10. The Dykeenies – Clean Up Your Eyes
This band takes their name from the fantasy film ‘Willow’, their songs won’t inspire you to make a fantasy masterpiece though. What ‘Clean Up Your Eyes’ does, is to make you feel. It’ll make that dark frozen heart of you feel and remember how it felt like when you first fell in love. Note: this is description reeks of sap, but the song is is way, way cooler (especially the acoustic version if you could get a hold of it).
11. Ms. John Soda – Line By Line
Line by Line is the sort of song that seems like it could fit into a spy/mystery movie. Not so much James Bond – but it sort of has that murder mystery kind of feel to it. At the same time, it’s a pretty great song to listen to even if you’re not thinking of anything murder/mystery related.

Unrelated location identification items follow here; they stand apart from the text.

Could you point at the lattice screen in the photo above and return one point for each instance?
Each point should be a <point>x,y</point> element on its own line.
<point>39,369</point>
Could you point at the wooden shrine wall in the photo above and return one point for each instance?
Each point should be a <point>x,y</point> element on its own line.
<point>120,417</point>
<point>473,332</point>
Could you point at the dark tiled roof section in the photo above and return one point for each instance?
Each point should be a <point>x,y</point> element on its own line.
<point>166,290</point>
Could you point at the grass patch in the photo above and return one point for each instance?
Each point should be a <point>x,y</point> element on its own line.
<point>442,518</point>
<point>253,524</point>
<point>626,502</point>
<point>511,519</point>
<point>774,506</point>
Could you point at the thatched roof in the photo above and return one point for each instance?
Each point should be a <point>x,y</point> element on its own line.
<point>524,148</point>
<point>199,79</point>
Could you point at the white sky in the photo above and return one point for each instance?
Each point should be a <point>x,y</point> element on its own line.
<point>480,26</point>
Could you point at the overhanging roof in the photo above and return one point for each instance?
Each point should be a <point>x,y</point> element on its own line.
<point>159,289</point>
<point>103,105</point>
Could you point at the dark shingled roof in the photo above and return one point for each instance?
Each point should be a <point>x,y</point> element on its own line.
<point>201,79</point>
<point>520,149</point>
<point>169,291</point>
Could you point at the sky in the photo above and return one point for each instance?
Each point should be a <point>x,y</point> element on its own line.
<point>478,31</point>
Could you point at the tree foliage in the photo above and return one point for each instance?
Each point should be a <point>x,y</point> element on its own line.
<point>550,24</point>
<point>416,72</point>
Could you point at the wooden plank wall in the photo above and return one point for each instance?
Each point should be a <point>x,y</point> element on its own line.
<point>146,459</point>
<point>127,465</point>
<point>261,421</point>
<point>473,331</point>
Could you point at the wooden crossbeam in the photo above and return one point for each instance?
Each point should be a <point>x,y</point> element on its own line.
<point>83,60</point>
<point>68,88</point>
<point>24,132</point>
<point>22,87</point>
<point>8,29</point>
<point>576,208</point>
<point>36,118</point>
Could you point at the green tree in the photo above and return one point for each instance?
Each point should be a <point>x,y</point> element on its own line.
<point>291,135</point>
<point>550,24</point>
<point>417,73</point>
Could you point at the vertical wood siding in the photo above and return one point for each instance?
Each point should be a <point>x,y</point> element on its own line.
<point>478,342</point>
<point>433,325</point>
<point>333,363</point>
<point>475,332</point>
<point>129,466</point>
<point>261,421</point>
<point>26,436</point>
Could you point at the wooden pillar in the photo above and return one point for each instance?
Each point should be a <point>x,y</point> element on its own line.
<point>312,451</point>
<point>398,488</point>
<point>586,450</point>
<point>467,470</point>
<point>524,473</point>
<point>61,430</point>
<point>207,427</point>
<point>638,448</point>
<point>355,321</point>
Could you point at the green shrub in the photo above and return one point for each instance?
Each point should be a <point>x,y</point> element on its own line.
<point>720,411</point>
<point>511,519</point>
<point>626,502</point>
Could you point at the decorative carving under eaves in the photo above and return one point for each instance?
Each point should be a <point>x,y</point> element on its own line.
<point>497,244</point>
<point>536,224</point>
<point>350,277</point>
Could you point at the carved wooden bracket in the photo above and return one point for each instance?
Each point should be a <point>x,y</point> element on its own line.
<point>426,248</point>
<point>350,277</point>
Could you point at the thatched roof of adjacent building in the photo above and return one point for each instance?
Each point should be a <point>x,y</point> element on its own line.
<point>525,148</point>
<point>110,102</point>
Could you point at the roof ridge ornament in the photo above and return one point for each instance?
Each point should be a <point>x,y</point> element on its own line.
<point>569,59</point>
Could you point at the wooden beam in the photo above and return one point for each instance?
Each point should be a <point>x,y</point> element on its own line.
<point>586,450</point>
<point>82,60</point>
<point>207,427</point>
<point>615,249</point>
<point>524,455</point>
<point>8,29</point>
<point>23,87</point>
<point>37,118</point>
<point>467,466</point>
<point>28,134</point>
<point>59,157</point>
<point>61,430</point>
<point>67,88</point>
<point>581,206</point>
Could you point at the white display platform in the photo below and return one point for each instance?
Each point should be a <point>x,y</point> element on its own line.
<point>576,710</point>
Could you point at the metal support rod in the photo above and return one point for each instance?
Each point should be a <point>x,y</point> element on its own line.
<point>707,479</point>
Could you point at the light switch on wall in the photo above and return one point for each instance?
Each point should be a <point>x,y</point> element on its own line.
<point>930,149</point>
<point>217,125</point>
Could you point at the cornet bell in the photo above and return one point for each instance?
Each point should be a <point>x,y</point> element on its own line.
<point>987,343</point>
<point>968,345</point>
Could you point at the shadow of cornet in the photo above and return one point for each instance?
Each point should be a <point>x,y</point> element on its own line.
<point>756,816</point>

Figurine songs are your quintessential songs for a futuristic love story. If you’re delving into that genre, I’d suggest getting a complete set of Figurine albums. Heartfelt, as the title would suggest, is their most heartfelt song – at which if you’re the type that loves electronica (and the other half of Postal Service for that matter), this song would be made just for you. It also imparts to us a very important lesson, lest we forget – ‘Love, love is just a word / A used up term / Unless it’s heartfelt / Love, love is just a noun / An empty sound / Unless it’s heartfelt.’
13. Look See Proof – Single’s The New Together
Did Bloc Party just make a new song? No, it’s actually Look See Proof, doing Single’s The New Together.
Whenever I hear this, I imagine it as a perfect song ending to some sort of a movie. The one that plays while the credits are rolling. I guess it’s just me, but yeah – it gives you that good uppity feeling, especially if you just felt like you wasted 90 minutes of your time watching a lame movie about parallel universes and Peter O’ Toole…even if you know, Quentin Tarantino directed it and Brad Pitt starred in it.